For a while, it was like navigating two time periods. “Just looking at all the photographs, seeing an the victim’s home in 1967,” says Smith. “The witness statements. The way they describe people. Nowadays, it would usually be different. There are so many changes over time.”
Getting to Know the Victim
Smith felt she came to understand the victim, too. “She was such a big character,” she says. “Lots of people were saying that they saw her on the doorstep every day. She was twice widowed, estranged from her family, but she wasn’t reclusive. She had a gaggle of women who used to meet and gossip – and those were the women who realised something was very wrong.”
Most of the team’s days were spent analyzing documents. (“Humongous amounts of paperwork. It wouldn’t make great TV.”) The team also interviewed the original GP, now eighty-nine, who had attended the scene. “He remembered every detail from that day,” says Smith. “He said: ‘In my career all my life and seen a lot of dead bodies but that’s the only one that had been murdered. That stays with you.’”
A History of Crimes
Headley’s prior offenses seemed to leave little doubt of his guilt. After the 1967 murder, he had moved, and in 1977 he had admitted to raping two elderly women, again in their own homes. His victims’ harrowing statements from that previous case gave some idea into the victim’s last moments.
“He threatened to choke one and he threatened to suffocate the other with a pillow,” says Smith. Both women resisted. Though Headley was initially sentenced to life, he challenged the verdict, supported by a psychiatrist who stated that Headley was acting out of character. “It went from a life sentence to a shorter term,” says Smith.
Closing the Case
Smith was present at Headley’s arrest. “I knew what he looked like, I knew he was going to be 92, and I also knew how strong the evidence was,” she says. The team feared that the arrest would trigger a health crisis. “We were uncovering the darkest secret he’d kept hidden for sixty years,” says Smith.
Yet everything was able to proceed.
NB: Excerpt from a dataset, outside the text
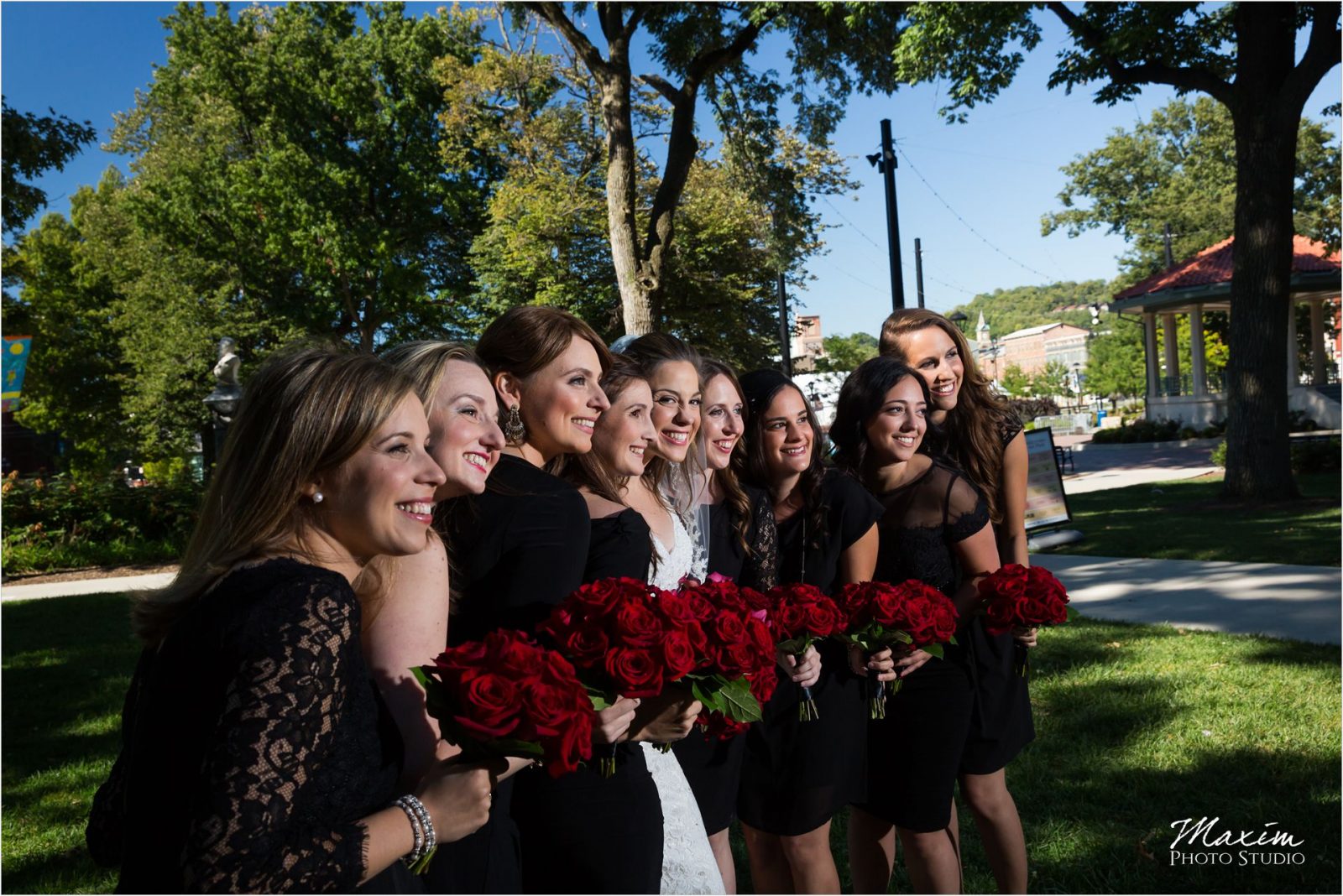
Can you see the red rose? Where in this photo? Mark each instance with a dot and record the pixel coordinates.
(489, 706)
(635, 672)
(637, 625)
(678, 655)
The court case took place, and the victim’s granddaughter had been contacted by specialist officers. “Mary had assumed it was never going to be solved,” says Smith. For the family, there had also been a stigma about the nature of the crime.
“Sexual assault is massively underreported now,” says Smith, “but in the 60s and 70s, how many elderly ladies would ever report this had happened?”
Headley was told at sentencing that, for all practical purposes, he would never be released. He would die in prison.
A Lasting Impact
For Smith, it has been a unique case. “It just feels different, I don’t know why,” she says. “With current investigations, the process is very reactive. With this case you’re driving the inquiry, the pressure is only from yourself. It began with me trying to get someone to take some notice of that evidence – and I was able to follow it right until the end.”
She is confident that it won’t be the last resolution. There are about one hundred and thirty cold cases in the archives. “We’ve got so much more to do,” she says. “We have several murders that we’re re-examining – we’re constantly sending things to forensics and pursuing other lines of inquiry. We’ll be forever unlocking the past.”